Il primo, importante pregio di questo la­voro è evidente nel primo capitolo (“Eu­tanasia, l’idea di un mondo secolarizza­to”), dove lo storico ricorda come il tema della morte provocata sia stato oggetto di dibattito nel contesto me­dico tedesco molto prima che i nazisti arrivassero al potere. «Il medico può ucci­dere? », si chiedevano i neu­rologi della Sassonia nel 1922. Poco prima era appar­so infatti un manifesto ope­ra di Alfred Hoche, psi­chiatra, e Karl Binding, penalista, eruditi mol­to stimati, dal titolo Il permesso di annientare una vita indegna: in che misura e in che for­ma.
E dall’analisi del dibattito degli anni Venti Aly arriva ad una conclusione che ri­manda anche ai nostri tempi: «A promuovere l’eutanasia, la morte “più umana”o la solu­zione “dolce” furono in quegli anni personalità politicamente attive anche contro la pena di morte, a favore del­l’aborto, per la difesa dei diritti delle donne, per il divorzio, in­somma si trattava di persone che si bat­tevano per una società con forme di vita più libere». «Quegli stessi – aggiunge Aly – si trovarono spesso a proporre la steri­lizzazione degli uomini con handicap».
Insomma, ciò che in seguito avrebbero realizzato con sistematicità i nazisti era in nuce negli ambienti intellettuali più libertari della società weimeriana.

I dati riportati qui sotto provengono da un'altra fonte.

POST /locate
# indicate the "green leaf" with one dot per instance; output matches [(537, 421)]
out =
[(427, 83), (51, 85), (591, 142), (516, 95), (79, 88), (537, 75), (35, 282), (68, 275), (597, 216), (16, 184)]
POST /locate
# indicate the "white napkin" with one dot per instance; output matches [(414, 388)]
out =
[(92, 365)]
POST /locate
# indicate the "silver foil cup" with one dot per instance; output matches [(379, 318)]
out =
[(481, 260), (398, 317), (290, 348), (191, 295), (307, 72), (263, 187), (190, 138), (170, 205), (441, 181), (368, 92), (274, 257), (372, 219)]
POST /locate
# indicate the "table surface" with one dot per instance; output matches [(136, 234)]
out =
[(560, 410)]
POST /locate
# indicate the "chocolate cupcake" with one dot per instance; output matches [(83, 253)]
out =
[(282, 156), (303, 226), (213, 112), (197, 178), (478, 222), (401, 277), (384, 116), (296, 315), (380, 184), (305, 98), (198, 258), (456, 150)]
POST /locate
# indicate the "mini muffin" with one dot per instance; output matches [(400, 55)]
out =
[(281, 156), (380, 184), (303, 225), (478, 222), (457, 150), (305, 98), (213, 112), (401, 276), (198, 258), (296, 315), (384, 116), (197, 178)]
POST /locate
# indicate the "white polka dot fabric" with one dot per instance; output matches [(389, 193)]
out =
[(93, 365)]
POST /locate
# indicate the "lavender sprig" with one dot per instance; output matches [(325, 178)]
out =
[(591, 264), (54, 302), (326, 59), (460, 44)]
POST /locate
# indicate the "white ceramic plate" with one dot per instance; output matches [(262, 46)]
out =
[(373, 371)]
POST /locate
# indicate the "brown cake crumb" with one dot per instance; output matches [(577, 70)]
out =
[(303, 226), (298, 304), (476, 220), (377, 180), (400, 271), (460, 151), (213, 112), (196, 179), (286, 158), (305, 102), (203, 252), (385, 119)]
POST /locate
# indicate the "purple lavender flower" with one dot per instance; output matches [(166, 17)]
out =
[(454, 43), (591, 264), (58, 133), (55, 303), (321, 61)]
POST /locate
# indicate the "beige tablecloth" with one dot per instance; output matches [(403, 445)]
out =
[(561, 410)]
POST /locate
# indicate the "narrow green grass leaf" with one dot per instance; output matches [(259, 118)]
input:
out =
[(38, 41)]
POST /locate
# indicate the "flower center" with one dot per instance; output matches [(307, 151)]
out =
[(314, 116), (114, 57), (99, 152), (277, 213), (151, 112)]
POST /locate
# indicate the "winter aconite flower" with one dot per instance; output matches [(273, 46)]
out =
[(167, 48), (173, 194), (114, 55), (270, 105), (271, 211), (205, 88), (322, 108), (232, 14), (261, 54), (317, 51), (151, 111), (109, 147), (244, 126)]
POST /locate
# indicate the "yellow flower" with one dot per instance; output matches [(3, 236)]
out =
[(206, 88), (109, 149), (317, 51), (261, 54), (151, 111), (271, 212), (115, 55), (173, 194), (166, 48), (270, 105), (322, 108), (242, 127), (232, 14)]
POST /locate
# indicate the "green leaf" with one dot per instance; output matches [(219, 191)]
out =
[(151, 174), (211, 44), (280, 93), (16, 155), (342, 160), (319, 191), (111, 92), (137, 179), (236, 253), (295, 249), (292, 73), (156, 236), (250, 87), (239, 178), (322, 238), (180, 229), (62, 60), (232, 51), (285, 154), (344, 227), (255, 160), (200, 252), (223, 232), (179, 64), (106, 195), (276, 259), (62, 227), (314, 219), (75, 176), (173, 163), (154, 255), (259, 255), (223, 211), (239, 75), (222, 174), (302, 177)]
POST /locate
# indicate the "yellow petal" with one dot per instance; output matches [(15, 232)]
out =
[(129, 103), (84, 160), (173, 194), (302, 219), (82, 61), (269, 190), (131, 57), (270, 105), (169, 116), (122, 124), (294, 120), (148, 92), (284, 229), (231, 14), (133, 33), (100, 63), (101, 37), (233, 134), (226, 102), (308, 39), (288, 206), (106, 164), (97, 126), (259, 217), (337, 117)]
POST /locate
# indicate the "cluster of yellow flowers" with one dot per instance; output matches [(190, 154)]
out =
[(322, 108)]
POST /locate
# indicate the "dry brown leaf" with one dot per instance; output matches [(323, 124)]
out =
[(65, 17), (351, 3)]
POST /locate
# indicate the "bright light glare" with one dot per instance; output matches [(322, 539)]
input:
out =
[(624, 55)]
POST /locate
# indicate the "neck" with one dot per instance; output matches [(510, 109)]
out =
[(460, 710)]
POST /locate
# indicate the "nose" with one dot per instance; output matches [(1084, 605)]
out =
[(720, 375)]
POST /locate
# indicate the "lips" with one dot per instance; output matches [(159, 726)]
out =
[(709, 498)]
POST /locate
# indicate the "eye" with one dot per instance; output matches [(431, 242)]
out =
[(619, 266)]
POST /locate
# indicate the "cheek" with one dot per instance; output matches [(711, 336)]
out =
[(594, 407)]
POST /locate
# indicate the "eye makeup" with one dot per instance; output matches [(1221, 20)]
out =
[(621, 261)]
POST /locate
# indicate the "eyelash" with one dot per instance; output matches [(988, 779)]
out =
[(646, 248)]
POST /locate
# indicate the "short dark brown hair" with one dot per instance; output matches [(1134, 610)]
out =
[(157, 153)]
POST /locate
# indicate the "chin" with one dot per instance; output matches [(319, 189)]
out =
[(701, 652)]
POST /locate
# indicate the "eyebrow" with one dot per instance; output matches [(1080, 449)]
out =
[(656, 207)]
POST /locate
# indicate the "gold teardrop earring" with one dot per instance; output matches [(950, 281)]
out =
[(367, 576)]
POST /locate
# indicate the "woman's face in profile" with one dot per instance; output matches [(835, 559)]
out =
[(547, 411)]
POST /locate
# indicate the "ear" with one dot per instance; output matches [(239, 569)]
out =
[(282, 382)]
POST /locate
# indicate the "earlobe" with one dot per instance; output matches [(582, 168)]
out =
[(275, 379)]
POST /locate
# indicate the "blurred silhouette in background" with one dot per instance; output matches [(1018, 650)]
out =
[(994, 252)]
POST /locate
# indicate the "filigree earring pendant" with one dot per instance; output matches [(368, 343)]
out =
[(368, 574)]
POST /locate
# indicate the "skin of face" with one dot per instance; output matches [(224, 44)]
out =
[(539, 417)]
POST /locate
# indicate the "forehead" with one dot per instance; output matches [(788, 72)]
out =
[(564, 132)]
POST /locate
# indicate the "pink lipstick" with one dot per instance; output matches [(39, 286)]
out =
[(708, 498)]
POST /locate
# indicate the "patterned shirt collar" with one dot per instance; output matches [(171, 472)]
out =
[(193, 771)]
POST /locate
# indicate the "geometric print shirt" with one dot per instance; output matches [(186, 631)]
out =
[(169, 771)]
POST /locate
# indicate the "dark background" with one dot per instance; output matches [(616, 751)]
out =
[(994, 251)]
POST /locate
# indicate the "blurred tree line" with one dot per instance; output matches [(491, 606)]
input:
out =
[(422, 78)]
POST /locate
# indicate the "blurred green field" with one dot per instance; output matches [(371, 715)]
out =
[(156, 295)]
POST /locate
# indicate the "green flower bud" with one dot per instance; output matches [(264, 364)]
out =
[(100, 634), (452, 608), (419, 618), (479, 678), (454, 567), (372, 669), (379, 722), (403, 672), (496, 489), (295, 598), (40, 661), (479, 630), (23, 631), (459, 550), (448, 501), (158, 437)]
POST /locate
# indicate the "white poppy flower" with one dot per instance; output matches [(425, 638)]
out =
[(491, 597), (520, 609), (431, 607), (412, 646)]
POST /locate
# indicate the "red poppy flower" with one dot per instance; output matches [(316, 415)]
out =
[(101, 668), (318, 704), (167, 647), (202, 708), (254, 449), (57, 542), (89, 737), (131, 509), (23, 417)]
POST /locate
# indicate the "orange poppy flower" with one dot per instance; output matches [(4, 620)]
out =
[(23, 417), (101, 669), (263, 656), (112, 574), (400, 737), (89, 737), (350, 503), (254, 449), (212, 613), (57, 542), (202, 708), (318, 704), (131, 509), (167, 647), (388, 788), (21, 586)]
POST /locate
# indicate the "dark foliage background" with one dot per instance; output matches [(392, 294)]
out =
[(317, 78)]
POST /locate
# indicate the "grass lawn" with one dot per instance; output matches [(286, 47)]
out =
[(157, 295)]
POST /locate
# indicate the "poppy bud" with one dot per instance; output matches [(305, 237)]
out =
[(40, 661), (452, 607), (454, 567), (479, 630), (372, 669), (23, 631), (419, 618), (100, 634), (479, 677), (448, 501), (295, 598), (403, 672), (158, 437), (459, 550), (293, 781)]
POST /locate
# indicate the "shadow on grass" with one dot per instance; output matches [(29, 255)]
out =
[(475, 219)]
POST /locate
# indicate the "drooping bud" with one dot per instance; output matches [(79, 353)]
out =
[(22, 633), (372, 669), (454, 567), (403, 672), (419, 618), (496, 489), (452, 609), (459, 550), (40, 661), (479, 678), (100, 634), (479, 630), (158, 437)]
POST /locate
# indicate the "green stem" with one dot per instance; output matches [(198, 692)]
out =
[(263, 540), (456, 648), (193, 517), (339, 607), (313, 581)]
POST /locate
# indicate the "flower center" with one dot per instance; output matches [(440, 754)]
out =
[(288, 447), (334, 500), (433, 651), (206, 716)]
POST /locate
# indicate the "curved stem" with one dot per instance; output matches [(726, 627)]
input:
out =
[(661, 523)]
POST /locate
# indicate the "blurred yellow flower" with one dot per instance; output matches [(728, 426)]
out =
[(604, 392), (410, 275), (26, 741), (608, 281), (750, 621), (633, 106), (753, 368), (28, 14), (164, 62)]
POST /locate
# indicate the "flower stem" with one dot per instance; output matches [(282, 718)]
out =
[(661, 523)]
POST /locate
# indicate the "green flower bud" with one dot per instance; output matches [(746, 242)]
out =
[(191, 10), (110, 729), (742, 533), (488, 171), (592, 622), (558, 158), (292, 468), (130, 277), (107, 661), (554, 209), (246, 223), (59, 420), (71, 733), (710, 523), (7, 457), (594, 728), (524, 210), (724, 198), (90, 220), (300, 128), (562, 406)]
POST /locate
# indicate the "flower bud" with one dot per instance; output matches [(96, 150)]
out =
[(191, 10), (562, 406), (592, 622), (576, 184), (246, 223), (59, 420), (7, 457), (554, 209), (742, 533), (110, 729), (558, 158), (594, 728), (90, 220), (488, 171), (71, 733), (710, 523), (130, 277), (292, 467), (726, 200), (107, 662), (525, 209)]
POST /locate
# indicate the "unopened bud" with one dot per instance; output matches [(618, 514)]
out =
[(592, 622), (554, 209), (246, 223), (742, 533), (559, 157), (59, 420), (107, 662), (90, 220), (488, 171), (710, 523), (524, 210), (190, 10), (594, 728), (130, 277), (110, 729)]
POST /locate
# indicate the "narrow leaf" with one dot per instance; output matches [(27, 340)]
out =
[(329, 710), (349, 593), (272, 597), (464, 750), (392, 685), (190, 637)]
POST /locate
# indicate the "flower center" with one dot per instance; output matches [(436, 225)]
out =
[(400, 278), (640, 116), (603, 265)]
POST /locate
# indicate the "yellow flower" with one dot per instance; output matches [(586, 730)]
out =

Al centro del libro sono le vittime, e in­fatti non mancano loro testimonianze e testi commoventi scritti da loro familia­ri. A questo proposito Aly suggerisce la creazione di un registro con tutti i nomi di coloro che persero la vita a causa del piano eugenetico nazista. Le storie sono quelle di famiglie messe sotto pressione dalla propaganda del regime, impaurite; famiglie che si vergo­gnavano dei loro mem­bri ammalati, fino a sperare di potersene li­berare. Ma anche fami­glie fatte di persone co­raggiose che non si la­sciarono condurre sui quei piani criminali e che non abbandonaro­no i loro cari, tanto da lottare energicamente, e nella maggior parte dei casi con successo, per la loro sopravviven­za. Quando i parenti si mantenevano in con­tatto con i ricoverati, argomenta Aly, le pos­sibilità che quelli re­stassero in vita aumen­tavano. Le proteste contro l’interna­mento avevano spesso conseguenze po­sitive. Troppo spesso, lamenta lo storico, la famiglia si rassegnava all’interruzione del rapporto con il proprio caro, e que­sto significava praticamente la sua con­danna a morte.